푸른 사막인가 (Blue Desert)

4.5K 347 46
By sleepdragon_seo11

Author pov.

Semilir angin berhembus begitu tenang. Menyapu bunga-bunga berwarna biru itu dengan lembut. Seakan membuatnya terlihat menari-nari dengan indah.

Disana, disebuah bangku panjang di hamparan bunga biru itu, terlihat dua sosok namja yang tengah duduk dengan tenang. Ya, setidaknya mereka hanya diam di tempatnya tanpa berniat beranjak dari tempat itu. Namun, siapa sangka jika dua namja itu tengah gusar. Mereka tak pernah tenang. Hanya perasaan bingung, gelisa dan takut yang menyelimuti mereka.

"Apa kita akan tetap disini, hyung?" Tanya namja yang lebih muda. Park Jimin.

"Mollayo, Jimin-ah. Kita sudah berada disini tanpa tau tempat apa ini. Aku tak yakin, jika kita bisa pergi dari sini." Sahut yang lebih tua. Park Seokjin.

Seokjin dan Jimin. Dua namja itu sudah lelah. Mereka lelah terus terjebak di tempat yang asing ini. Mereka ingin pergi dari sana. Tapi apa daya? Mereka sudah mencari jalan keluar, namun nihil. Hanya hamparan biru yang mereka temukan.

"Annyeong!"

Sapaan yang berasal dari belakang, membuat Seokjin dan Jimin menoleh bersamaan. Dan ketika netranya menangkap sosok namja yang tersenyum kearah mereka, seketika tempat mereka berubah menjadi sedikit berbeda. Seokjin dan Jimin bisa melihat komedi putar yang sudah usang namun masih berdiri kokoh disana.

"Tak perlu heran seperti itu." Ucap namja itu, yang mengalihkan perhatian Seokjin dan Jimin pada komedi putar.

"Nuguseo?" Tanya Seokjin dengan menatap namja itu dari atas sampai bawah.

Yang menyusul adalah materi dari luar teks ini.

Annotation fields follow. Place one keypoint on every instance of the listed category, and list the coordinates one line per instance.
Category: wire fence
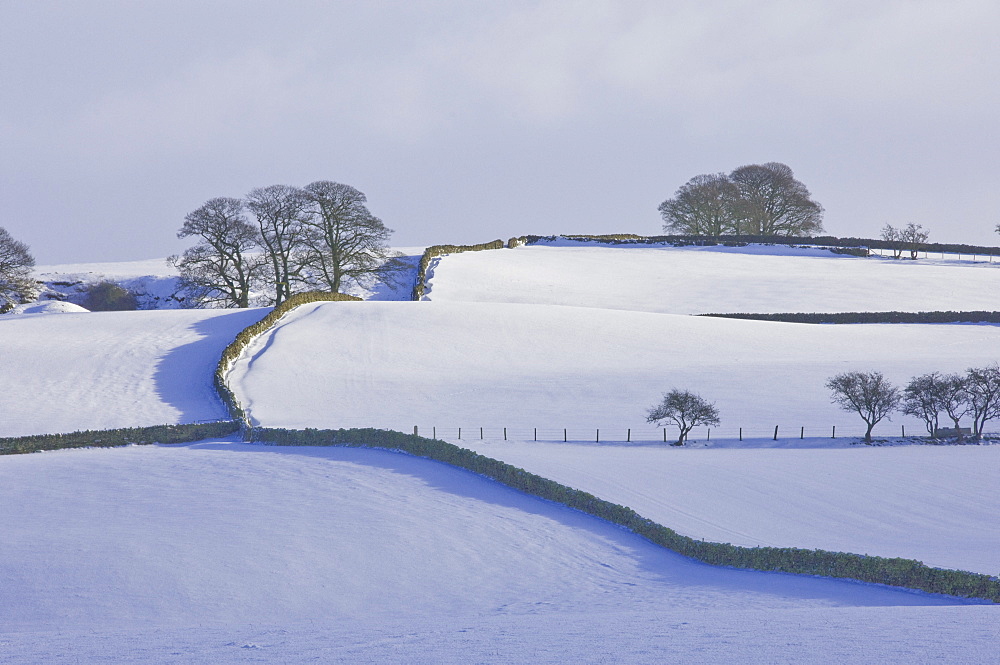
(646, 434)
(951, 256)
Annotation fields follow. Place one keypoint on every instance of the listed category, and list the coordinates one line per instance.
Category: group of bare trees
(279, 240)
(757, 199)
(16, 263)
(975, 394)
(909, 238)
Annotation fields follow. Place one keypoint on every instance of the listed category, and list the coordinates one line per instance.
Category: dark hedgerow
(434, 251)
(898, 572)
(118, 437)
(869, 317)
(247, 335)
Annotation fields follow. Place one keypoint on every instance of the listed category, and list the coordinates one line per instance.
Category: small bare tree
(982, 388)
(955, 400)
(924, 398)
(221, 269)
(913, 236)
(770, 201)
(281, 213)
(685, 410)
(344, 241)
(703, 206)
(16, 263)
(868, 394)
(894, 237)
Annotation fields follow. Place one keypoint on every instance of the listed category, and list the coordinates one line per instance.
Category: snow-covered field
(63, 372)
(471, 365)
(223, 552)
(700, 280)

"Nae ireum Byun Baekhyun imnida. Kalian pasti Seokjin dan Jimin, kan?" Ucap namja yang ternyata Baekhyun itu.

"Ne. Tapi, kami tak pernah mengenalmu sebelumnya." Ucap Seokjin dengan menatap tak mengerti.

"Kalian memang tak mengenalku. Tapi, Jungkook mengenalku dengan baik. Meski kami baru berteman satu hari."

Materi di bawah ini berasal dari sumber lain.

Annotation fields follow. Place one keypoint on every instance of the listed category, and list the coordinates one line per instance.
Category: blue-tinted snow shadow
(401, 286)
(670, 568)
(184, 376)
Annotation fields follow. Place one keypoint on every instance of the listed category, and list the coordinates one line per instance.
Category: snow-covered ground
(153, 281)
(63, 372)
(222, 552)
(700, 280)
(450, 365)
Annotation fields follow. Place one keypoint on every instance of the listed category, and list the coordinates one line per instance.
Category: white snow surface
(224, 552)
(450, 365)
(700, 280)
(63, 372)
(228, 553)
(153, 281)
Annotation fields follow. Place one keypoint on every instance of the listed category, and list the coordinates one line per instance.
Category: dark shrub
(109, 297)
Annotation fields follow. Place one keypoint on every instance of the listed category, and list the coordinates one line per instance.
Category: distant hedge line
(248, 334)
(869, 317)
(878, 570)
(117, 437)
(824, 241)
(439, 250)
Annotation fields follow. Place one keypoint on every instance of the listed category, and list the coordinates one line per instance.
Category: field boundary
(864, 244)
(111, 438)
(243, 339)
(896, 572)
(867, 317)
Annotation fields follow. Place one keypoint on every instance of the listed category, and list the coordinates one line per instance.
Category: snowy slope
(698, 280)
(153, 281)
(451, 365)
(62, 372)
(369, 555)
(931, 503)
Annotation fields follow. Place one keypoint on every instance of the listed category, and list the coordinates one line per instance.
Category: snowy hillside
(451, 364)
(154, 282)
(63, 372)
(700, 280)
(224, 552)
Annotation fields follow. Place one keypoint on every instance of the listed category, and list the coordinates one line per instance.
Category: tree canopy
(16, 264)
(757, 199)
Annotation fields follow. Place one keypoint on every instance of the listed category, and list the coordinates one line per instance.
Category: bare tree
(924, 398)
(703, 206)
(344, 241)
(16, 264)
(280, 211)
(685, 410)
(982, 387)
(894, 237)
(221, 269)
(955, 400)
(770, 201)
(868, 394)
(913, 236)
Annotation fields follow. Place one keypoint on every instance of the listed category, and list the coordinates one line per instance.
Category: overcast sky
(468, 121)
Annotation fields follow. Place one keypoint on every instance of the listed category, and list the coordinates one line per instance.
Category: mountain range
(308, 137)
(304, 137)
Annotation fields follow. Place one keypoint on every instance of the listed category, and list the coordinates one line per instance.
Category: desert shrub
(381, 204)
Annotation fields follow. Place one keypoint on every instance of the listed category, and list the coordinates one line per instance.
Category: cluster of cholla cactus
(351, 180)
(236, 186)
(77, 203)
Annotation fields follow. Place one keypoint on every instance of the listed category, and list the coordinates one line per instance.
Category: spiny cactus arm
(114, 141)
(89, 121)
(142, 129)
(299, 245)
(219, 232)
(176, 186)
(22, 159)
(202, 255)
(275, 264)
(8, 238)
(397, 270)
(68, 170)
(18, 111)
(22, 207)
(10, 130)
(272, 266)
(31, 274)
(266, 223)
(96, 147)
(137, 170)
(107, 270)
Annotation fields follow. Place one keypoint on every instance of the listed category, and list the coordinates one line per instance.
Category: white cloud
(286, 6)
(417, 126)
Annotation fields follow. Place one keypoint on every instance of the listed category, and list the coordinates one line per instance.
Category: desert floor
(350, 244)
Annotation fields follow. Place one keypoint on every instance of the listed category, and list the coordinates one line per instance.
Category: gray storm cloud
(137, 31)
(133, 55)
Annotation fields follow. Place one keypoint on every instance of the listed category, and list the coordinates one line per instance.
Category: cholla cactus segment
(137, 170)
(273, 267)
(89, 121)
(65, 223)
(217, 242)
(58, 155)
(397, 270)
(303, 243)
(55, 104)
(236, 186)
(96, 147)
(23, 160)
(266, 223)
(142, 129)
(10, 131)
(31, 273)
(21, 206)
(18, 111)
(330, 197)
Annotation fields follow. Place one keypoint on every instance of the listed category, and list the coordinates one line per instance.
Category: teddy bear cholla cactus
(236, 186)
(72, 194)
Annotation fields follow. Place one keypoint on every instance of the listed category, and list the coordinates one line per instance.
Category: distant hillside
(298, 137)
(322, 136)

"Kau mengenal Jungkook?" Kini giliran Jimin berkata dengan menatap Baekhyun.

"Ya, aku lebih tua darimu. Panggil aku hyung." Ucap Baekhyun sambil menunjuk kearah Jimin. Jimin hanya mendecih mendengar perkataan Baekhyun.

"Ah, aku menemui kalian karena aku ingin mengobrol. Setidaknya sebentar sebelum aku benar-benar pergi. Jadi, menurut kalian Jungkook bagaimana? Bukankah dia adik yang manis dan menyenangkan?" Tanya Baekhyun antusias.

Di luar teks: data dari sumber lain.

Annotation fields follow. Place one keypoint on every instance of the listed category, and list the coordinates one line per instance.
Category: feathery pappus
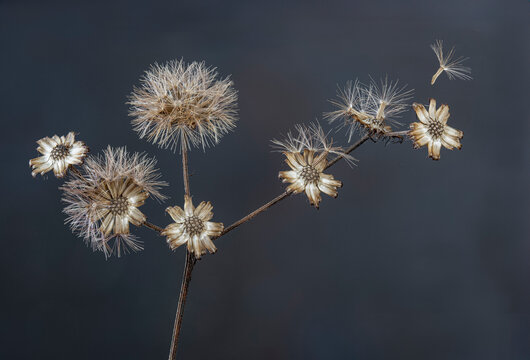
(372, 108)
(184, 105)
(433, 131)
(104, 197)
(192, 226)
(58, 154)
(452, 66)
(306, 153)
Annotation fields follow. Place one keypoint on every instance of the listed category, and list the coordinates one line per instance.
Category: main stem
(286, 194)
(190, 258)
(188, 269)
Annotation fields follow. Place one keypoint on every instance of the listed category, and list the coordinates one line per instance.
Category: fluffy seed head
(58, 154)
(309, 137)
(372, 108)
(192, 226)
(183, 105)
(103, 198)
(432, 129)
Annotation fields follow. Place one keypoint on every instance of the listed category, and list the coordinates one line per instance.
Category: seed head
(433, 131)
(183, 105)
(370, 108)
(192, 227)
(105, 196)
(451, 66)
(306, 154)
(58, 154)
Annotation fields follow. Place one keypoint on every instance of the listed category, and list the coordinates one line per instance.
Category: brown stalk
(188, 269)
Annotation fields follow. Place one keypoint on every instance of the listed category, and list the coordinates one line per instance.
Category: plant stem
(190, 258)
(152, 226)
(185, 173)
(278, 198)
(188, 269)
(285, 194)
(186, 279)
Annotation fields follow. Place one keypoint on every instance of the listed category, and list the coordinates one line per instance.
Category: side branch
(285, 194)
(256, 212)
(185, 173)
(152, 226)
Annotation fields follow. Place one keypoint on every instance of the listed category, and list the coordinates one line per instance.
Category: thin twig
(185, 173)
(188, 269)
(256, 212)
(285, 194)
(186, 279)
(152, 226)
(190, 258)
(349, 150)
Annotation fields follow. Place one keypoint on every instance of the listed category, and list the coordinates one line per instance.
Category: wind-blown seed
(183, 105)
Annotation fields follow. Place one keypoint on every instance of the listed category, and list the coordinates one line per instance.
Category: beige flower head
(452, 66)
(192, 226)
(306, 154)
(183, 105)
(433, 131)
(58, 154)
(371, 108)
(103, 199)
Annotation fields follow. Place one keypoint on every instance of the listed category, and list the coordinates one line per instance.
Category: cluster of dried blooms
(182, 106)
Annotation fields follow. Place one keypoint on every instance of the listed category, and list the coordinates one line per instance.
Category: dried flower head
(58, 154)
(433, 131)
(452, 67)
(183, 103)
(306, 154)
(104, 198)
(372, 108)
(192, 227)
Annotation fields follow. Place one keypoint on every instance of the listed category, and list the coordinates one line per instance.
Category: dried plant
(58, 154)
(370, 108)
(184, 106)
(103, 198)
(452, 66)
(306, 153)
(433, 131)
(192, 226)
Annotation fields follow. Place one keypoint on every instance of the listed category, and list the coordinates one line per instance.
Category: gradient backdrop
(416, 259)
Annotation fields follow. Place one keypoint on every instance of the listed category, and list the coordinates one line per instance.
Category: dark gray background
(416, 259)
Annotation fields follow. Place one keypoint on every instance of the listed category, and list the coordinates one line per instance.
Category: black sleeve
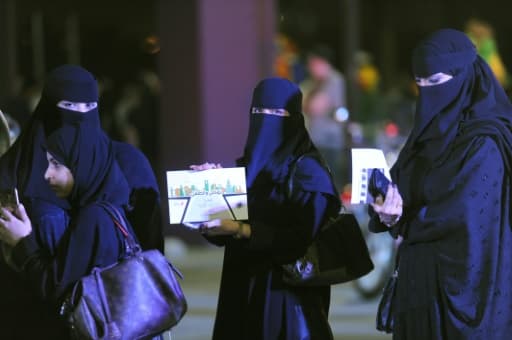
(91, 241)
(288, 242)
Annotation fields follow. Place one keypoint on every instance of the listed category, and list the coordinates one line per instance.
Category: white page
(362, 160)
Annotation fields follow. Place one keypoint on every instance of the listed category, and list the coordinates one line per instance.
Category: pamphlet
(198, 196)
(362, 161)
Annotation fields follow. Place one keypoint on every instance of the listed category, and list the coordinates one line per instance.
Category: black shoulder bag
(137, 297)
(338, 253)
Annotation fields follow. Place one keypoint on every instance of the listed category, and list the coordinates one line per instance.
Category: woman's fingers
(205, 166)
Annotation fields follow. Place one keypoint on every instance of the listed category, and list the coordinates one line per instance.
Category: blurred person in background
(323, 76)
(451, 199)
(324, 92)
(287, 63)
(326, 133)
(482, 35)
(254, 302)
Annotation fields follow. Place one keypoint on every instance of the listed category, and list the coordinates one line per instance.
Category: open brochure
(198, 196)
(363, 160)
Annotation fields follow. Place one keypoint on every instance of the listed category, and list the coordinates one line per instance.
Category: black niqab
(275, 141)
(24, 164)
(89, 155)
(472, 103)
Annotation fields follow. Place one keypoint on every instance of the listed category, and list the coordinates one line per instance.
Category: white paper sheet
(363, 160)
(198, 196)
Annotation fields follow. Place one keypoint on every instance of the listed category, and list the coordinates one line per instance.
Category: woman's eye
(434, 80)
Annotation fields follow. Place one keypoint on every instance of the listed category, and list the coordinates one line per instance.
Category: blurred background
(176, 78)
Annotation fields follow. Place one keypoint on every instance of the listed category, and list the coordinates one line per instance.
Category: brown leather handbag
(135, 298)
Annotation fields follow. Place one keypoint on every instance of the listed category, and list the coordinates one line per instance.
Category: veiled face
(59, 177)
(433, 79)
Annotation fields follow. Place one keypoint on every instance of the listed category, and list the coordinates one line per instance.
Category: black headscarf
(275, 140)
(472, 103)
(89, 155)
(24, 163)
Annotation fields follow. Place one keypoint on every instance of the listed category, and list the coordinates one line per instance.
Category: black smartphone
(378, 183)
(9, 199)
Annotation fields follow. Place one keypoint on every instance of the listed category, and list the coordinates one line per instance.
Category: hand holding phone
(9, 199)
(378, 183)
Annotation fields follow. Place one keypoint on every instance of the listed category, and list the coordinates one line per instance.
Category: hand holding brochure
(198, 196)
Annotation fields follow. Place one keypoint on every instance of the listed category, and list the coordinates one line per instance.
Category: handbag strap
(131, 247)
(131, 244)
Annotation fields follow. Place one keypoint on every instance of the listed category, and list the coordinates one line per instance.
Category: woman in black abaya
(23, 167)
(82, 170)
(453, 176)
(254, 302)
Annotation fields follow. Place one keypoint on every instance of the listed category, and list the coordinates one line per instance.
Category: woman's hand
(205, 166)
(218, 227)
(14, 225)
(389, 210)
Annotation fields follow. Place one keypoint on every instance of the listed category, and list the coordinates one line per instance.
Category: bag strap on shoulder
(131, 244)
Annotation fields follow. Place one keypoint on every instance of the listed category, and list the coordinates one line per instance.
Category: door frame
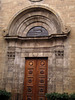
(36, 65)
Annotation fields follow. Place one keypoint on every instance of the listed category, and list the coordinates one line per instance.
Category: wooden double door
(35, 84)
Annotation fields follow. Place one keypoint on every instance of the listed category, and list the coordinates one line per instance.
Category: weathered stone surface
(60, 52)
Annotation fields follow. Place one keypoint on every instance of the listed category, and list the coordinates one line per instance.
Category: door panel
(35, 84)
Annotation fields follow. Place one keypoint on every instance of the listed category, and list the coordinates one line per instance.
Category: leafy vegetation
(59, 96)
(4, 95)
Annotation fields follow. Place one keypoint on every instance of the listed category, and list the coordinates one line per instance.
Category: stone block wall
(66, 11)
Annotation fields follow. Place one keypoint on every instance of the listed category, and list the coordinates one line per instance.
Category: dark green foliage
(72, 96)
(4, 95)
(59, 96)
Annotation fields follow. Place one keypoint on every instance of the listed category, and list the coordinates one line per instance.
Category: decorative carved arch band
(36, 16)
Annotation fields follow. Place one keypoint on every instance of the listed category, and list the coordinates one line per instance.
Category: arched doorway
(35, 33)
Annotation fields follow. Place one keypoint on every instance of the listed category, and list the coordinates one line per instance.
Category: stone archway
(20, 46)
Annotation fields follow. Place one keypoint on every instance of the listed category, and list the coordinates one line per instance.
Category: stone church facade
(37, 47)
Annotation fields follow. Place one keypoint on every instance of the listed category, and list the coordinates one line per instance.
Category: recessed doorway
(35, 84)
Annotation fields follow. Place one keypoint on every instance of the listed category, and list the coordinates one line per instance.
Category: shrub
(72, 96)
(59, 96)
(4, 95)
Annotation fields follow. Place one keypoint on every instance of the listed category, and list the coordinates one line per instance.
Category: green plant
(4, 95)
(57, 96)
(72, 96)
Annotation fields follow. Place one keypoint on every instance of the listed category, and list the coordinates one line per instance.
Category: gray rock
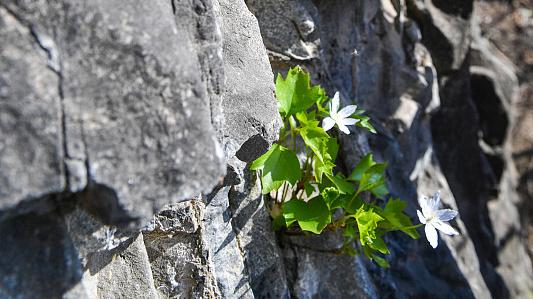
(37, 257)
(31, 152)
(254, 234)
(177, 255)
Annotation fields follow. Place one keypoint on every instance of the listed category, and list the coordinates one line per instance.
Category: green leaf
(309, 189)
(379, 245)
(373, 177)
(278, 164)
(380, 191)
(363, 165)
(312, 216)
(278, 222)
(352, 206)
(323, 146)
(317, 139)
(349, 229)
(330, 196)
(295, 93)
(372, 255)
(398, 220)
(367, 223)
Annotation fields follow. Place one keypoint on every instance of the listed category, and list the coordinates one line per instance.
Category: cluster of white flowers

"Cih, anak sialan itu manis dan menyenangkan? Aku tak pernah melihatnya. Yang ada dia itu perebut." Cibir Jimin dengan wajah kesalnya.

"Wae? Jungkook anak yang manis dan baik, seharusnya kalian senang karena memiliki adik seperti Jungkook." Ucap Baekhyun lagi.

"Akan lebih baik, jika Jungkook tidak hadir di keluargaku. Maka, eomma tak akan pilih kasih. Semenjak kehadiran bocah sialan itu, perhatian eomma hanya tercurah padanya. Kami? Seperti anak kandung yang tak dianggap sama sekali. Menyedihkan." Ucap Seokjin dengan pancaran mata yang penuh akan emosi.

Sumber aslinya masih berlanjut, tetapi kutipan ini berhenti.